The company received the fine from the Office of Financial Regulation for operating unlicensed.
Square has found itself in some hot water in the state of Florida for operating a mobile payments service without first receiving a money transmission license from the Office of Financial Regulation in the state.
This is not the first time that the company has been pursued by a state financial regulator in the U.S.
Though this most recent fine was in Florida, for $507,000, it had also been served a cease and desist order in March 2013, in Illinois. In that case, the cause of the problem was also for its failure to become licensed before it began operating its mobile payments service.
The most recent fine was for offering mobile payments services for two years without having a license.
The span of time for which the fine applied was for operations as a mobile payments service from February 2010 through November 2012. According to the Florida payment order, the issue was that “Specifically, the Office finds that Applicant’s existing payment processing services (including Square Register) and stored value/prepaid access card services required a license under Florida law.”
The order was dated on July 23, 2013, and it points out that the first application to be a mobile payments service in Florida, by Square, was in November 2012. After the company paid the $507,000 by way of a wire transfer, Square was granted a money transmission license that made it possible to operate legally from that point onward.

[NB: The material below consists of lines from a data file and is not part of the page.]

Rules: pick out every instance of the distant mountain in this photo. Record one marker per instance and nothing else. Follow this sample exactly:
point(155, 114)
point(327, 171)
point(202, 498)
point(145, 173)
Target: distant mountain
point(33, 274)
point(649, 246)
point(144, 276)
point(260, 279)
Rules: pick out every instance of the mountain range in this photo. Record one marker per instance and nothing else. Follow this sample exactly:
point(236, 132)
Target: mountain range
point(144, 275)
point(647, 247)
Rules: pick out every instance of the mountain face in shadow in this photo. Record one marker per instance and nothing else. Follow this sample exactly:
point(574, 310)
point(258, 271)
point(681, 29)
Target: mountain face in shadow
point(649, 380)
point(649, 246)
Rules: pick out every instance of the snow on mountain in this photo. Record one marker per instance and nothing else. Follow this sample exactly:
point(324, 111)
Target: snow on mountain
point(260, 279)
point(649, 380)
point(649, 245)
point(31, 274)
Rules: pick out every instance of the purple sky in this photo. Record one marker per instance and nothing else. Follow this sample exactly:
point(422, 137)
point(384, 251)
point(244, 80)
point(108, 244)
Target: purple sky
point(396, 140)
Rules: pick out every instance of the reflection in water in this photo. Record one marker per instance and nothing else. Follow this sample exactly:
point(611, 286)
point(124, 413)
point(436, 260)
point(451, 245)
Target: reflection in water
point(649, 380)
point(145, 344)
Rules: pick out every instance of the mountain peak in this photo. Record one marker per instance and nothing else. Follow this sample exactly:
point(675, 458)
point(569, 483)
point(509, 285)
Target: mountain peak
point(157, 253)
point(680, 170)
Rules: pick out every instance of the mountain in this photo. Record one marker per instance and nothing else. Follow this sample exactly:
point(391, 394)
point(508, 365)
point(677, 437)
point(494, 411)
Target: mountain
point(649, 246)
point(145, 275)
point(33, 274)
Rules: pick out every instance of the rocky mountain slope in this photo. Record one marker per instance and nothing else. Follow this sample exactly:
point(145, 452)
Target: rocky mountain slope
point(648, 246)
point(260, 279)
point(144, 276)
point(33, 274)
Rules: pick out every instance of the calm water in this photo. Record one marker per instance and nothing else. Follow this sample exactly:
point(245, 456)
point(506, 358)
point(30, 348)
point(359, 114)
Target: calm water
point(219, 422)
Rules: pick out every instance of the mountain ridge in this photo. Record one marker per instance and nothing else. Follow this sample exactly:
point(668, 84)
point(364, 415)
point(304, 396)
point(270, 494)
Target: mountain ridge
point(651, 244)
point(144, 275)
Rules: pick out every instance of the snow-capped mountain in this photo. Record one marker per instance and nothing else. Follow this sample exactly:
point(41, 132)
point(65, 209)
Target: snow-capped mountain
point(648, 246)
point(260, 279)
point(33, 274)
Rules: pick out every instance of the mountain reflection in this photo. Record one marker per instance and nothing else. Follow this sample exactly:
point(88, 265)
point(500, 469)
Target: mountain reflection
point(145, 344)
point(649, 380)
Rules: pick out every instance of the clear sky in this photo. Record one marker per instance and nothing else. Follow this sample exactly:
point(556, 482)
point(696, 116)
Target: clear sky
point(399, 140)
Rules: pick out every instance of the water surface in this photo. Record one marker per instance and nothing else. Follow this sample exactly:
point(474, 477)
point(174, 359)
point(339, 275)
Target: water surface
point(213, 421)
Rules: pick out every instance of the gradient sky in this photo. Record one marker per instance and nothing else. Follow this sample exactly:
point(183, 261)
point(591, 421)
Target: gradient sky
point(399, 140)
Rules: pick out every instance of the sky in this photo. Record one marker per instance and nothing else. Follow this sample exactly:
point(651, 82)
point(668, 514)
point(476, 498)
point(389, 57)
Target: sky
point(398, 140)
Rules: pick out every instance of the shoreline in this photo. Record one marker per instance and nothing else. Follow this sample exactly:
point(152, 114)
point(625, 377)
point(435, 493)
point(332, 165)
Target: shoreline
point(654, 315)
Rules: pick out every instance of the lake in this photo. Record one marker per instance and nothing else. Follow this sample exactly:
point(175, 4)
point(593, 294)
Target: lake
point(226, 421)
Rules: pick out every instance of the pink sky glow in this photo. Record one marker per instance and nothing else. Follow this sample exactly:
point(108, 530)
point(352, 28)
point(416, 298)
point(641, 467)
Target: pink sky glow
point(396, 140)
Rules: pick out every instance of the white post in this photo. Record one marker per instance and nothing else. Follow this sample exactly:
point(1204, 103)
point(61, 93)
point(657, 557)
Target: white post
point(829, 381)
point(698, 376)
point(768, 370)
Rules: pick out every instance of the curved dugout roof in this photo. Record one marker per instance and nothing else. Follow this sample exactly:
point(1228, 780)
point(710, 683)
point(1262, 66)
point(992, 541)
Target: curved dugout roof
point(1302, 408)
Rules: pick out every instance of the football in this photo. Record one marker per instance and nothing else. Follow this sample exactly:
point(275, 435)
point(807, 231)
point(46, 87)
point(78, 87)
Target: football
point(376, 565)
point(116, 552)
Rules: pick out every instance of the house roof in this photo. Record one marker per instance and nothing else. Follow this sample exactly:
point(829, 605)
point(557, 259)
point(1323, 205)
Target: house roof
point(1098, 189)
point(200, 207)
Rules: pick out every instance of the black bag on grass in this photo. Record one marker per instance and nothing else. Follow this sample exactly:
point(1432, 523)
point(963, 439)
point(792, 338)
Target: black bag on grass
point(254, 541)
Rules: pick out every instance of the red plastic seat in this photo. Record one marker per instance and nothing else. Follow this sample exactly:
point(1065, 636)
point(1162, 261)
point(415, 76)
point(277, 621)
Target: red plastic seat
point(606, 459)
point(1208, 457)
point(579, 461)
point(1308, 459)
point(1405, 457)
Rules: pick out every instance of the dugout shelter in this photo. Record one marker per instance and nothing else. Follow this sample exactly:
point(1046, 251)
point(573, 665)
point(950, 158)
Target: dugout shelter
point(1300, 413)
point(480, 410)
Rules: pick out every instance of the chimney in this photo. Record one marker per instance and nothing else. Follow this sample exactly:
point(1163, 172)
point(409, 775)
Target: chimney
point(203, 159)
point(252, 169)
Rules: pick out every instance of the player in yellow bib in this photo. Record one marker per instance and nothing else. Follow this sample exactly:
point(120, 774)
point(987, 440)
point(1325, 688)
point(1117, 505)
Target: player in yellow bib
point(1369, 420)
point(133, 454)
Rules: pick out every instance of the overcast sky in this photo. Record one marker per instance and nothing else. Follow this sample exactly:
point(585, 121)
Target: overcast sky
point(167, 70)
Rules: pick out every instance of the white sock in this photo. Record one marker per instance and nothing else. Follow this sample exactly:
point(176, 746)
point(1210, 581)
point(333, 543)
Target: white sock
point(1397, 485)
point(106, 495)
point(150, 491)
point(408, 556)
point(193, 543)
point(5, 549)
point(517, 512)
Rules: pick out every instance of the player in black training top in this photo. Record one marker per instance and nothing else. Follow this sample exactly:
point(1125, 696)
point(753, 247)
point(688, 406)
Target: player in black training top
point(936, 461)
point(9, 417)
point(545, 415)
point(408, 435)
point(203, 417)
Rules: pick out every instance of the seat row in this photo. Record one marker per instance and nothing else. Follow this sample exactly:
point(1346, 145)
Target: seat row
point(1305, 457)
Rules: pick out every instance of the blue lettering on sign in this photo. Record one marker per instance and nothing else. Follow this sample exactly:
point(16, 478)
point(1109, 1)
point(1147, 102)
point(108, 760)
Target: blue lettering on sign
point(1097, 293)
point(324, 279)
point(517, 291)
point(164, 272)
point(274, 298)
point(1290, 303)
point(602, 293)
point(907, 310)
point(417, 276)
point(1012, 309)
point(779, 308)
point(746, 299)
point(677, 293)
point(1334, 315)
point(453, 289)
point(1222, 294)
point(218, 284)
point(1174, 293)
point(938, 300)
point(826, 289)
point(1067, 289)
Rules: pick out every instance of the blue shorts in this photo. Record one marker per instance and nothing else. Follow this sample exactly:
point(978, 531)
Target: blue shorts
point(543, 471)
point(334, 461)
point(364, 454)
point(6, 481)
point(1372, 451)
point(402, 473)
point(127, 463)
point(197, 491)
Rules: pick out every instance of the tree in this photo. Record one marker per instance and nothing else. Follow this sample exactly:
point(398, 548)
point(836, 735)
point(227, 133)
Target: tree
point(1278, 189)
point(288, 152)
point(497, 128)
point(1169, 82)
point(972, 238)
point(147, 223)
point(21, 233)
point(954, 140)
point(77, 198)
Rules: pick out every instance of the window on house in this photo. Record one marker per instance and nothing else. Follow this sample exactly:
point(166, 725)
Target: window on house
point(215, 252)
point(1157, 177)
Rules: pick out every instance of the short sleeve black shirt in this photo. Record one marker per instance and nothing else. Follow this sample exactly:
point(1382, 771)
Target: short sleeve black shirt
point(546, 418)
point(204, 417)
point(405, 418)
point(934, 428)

The order states that the company “neither admits nor denies” being guilty.
According to a spokesperson from the Square mobile payments company, Aaron Zamost, “We worked with Florida to resolve our application and receive our license to operate as a money transmitter in the state.” He added that “We look forward to continuing to help merchants across Florida grow their business with Square.”
Last year, the mobile payments service managed to raise $341 million (which includes a strategic investment from Starbucks of $200 million in September 2012), so the fine doesn’t appear to be too damaging at this time. However, in the Illinois case, things were more difficult, and it has since been used as a case regarding the lack of clarity in some of the state licensing laws.